Thursday, August 13, 2009

James Ensor at the Modern

Finally made it to the Museum of Modern Art, my first visit since it reopened, since the reopening somehow coincided with my new fathershipness. My last visit must have been the Matisse/Picasso show in Queens.

I don't have much in the way of a fully formed reaction to the renovations and new galleries. I like that the helicopter is still prominent. The galleries feel a little confusing, for lack of a better word, in that I found myself having to think a lot about where I was walking next and why. And I have to say I liked the old Matisse room better, which had a window and felt more comfortable than the current Matisse gallery. The current gallery feels a little airless and claustrophobic in comparison and the paintings could use a little more breathing space. Some of the ab-ex stuff hasn't aged too well, I am sorry to say.

A couple reactions to the paintings, though, via my hero Henri Matisse. This time my favorite Matisse was the subtly drab Rose Table. And I found myself thinking about The Dance in a new way, perhaps because I've read Spurling's excellent two volume biography since the last time I was able to visit the Modern's fantastic Matisse collection. Looking at the Dance, I was struck by how he must have felt working on this piece in his studio, how strangely frightening it must have been, working on that scale, with that kind of color, and that simplified drawing and elegant crudity of line. It might have been exhilerating and terrifying all at once to be looking at this big wild thing in your studio.

I am nowhere near as afflicted with studio anxiety as Matisse was [it was almost debilitating for him], but I do feel it often enough to be comforted in knowing that Henri - and another painting hero of mine, Willem de Kooning - had his own doubts in the studio.

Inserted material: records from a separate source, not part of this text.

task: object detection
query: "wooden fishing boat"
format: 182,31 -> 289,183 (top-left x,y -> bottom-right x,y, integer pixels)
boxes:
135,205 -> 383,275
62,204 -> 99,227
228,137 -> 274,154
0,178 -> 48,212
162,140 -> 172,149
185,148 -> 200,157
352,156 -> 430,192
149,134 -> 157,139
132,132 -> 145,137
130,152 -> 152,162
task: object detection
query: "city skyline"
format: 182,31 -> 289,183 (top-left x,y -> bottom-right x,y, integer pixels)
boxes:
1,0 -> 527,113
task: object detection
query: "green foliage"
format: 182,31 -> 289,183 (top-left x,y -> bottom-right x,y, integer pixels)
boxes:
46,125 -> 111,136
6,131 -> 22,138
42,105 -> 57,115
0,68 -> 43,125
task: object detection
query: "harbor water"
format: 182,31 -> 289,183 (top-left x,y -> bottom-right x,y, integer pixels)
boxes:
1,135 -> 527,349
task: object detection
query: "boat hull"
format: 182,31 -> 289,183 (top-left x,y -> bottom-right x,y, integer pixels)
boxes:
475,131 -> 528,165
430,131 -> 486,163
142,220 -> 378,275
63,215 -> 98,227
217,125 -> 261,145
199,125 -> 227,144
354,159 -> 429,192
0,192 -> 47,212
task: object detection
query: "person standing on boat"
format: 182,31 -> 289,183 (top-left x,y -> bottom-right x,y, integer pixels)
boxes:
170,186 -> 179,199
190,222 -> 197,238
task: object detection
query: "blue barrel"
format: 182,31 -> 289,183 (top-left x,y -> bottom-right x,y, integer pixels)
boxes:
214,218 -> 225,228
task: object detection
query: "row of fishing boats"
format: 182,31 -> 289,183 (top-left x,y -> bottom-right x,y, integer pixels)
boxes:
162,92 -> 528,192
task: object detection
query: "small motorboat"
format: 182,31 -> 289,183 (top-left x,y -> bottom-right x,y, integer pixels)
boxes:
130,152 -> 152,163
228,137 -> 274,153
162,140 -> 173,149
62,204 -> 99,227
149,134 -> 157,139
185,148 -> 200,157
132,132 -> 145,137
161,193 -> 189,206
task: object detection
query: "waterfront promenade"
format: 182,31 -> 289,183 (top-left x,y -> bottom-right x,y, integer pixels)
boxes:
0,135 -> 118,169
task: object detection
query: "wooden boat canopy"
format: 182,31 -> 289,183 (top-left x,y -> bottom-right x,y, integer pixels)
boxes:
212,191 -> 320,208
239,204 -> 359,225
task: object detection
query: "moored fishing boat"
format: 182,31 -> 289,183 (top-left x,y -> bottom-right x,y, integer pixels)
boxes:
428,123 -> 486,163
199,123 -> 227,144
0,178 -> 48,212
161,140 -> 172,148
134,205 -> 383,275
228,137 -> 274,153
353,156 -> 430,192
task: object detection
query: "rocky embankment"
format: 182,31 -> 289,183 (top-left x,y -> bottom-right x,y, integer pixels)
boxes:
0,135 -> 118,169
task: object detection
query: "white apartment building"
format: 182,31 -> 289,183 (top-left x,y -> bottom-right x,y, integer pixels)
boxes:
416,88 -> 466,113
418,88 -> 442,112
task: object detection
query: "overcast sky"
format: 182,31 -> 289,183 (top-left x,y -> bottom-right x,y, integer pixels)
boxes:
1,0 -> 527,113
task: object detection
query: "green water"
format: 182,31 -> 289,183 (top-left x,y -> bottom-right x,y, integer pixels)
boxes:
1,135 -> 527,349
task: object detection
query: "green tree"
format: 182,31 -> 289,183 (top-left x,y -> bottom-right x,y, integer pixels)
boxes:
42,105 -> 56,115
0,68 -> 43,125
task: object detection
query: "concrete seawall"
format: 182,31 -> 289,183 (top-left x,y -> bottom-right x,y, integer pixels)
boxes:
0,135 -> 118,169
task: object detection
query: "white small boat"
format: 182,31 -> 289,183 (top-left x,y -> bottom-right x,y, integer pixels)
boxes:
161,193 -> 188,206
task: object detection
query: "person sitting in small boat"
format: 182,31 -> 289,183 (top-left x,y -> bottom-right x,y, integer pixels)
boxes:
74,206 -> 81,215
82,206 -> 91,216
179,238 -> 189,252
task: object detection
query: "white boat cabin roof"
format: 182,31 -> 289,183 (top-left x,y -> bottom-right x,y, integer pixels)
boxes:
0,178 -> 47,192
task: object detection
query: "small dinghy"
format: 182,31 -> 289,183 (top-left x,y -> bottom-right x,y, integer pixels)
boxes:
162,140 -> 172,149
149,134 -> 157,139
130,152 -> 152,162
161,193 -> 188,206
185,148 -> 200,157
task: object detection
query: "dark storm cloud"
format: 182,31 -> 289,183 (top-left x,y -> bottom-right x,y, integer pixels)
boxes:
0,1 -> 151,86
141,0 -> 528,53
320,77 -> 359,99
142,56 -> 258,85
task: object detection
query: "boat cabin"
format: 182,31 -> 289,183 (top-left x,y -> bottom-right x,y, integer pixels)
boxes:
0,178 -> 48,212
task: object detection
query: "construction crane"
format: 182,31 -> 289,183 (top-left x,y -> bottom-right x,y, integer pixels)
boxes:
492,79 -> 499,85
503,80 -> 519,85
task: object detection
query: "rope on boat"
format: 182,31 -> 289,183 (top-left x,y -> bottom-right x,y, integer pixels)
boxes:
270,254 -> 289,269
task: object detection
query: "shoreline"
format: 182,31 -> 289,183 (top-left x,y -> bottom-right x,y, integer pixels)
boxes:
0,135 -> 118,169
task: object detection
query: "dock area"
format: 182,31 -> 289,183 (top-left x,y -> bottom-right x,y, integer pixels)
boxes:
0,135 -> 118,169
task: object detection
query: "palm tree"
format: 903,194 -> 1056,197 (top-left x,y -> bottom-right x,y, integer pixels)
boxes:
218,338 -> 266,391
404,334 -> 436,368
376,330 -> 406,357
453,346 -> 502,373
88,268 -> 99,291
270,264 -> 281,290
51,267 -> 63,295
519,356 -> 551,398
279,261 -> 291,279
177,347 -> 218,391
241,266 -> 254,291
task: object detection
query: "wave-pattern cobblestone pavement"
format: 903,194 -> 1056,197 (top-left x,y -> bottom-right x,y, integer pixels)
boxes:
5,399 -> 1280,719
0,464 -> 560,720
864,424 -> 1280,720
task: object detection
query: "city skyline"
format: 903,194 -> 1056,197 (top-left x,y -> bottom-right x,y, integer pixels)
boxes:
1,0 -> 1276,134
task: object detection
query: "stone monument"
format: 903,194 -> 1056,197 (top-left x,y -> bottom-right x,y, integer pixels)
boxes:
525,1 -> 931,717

So anyway, the Ensor show. A trip and a half. Before this, I had seen only a handful of Ensors, and had not really ever given him much thought. When you've only seen a few in person, it's easy to write him off as a flake and a reclusive eccentric. But the chance to see a larger selection, all at once, that includes the scraped and knifed and darkly colored early work, the trademark masks and grotesqueries, and the beautiful graphic work - both the drawings and the etchings were a real revelation - really helped to make his work resonate with me, especially because of the theatricality, weirdness, and humor of my own b-movie paintings.

I'm not sure how yet, because only work will tell, but I'm looking forward to seeing how Ensor's own obsessiveness, theatricality, weirdness, and humor will affect my work. I know it's time to make some prints again, monotypes, drypoints, and some larger linocuts. And we'll see what happens.